Le Nazioni Unite celebrano la Giornata della Terra ogni anno il 22 aprile, un mese e un giorno dopo l'equinozio di primavera. L’idea nacque dopo la pubblicazione nel 1962 del libro manifesto ambientalista “Primavera silenziosa” della biologa statunitense Rachel Carson. Sette anni dopo, nel 1969, nel corso di una conferenza dell'UNESCO a San Francisco, l'attivista per la pace John McConnell propose una giornata per onorare la Terra e il concetto di pace da celebrare il primo giorno di primavera nell’emisfero settentrionale, il 21 marzo. Il 22 aprile 1970, ispirandosi alla proposta di McConnell, 20 milioni di cittadini americani si mobilitarono per una manifestazione a difesa della Terra.

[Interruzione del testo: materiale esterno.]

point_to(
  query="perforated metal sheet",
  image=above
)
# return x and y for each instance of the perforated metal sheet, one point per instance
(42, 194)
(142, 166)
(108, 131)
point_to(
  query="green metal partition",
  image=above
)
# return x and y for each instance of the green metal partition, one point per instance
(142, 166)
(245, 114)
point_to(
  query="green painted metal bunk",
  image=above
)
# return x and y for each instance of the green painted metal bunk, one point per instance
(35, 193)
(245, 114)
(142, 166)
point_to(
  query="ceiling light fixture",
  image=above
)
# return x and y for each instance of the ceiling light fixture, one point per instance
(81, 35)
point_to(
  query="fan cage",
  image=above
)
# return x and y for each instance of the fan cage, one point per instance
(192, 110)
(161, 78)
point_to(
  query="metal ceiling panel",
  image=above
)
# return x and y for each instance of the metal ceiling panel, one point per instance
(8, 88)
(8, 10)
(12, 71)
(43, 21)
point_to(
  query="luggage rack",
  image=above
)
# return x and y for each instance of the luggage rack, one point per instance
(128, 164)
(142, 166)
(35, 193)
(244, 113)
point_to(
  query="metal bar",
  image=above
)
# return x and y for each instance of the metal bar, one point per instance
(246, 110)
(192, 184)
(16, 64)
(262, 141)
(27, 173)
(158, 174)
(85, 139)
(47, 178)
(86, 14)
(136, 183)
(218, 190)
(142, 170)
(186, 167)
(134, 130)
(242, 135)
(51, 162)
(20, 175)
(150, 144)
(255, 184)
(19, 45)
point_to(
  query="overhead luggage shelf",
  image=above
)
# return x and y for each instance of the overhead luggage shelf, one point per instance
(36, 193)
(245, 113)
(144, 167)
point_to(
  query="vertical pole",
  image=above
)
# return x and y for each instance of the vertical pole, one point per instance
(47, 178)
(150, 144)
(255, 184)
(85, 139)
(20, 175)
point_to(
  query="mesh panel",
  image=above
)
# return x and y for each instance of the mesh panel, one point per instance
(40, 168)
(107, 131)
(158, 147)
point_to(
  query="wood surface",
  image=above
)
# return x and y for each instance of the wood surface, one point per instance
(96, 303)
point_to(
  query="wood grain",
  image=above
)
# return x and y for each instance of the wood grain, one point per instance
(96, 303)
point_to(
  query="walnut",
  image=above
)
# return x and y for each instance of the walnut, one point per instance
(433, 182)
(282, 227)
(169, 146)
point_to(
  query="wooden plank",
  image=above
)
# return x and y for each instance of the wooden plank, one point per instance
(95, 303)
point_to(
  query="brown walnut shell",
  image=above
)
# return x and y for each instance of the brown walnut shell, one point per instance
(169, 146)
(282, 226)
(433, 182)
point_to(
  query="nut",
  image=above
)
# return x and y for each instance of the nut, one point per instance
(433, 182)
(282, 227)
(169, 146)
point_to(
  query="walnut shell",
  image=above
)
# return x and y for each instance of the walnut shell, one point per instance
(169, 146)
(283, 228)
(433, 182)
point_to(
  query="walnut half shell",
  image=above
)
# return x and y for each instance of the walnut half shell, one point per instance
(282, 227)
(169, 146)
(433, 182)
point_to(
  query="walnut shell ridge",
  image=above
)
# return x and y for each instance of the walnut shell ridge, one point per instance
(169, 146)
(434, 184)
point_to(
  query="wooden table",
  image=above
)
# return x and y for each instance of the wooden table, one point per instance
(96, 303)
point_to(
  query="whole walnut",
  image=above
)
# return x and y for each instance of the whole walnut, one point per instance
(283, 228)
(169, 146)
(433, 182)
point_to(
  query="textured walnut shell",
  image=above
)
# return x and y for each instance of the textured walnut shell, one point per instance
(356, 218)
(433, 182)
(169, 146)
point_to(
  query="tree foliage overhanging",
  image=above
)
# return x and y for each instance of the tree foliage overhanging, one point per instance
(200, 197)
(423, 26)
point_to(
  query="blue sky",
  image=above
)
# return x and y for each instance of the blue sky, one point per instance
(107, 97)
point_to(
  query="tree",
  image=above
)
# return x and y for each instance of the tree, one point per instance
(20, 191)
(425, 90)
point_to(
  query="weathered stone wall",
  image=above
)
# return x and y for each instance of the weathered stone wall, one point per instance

I gruppi che singolarmente avevano combattuto contro l'inquinamento da combustibili fossili, contro l'inquinamento delle fabbriche e delle centrali elettriche, i rifiuti tossici, i pesticidi, la progressiva desertificazione e l'estinzione della fauna selvatica, improvvisamente compresero di condividere valori comuni. Migliaia di college e università organizzarono proteste contro il degrado ambientale: da allora il 22 aprile prese il nome di Earth Day.

Con gli anni, la Giornata della Terra è divenuta un'occasione di confronto tra i leader mondiali affinché vengano adottate strategie comuni e misure concrete per una drastica riduzione delle emissioni dei gas serra.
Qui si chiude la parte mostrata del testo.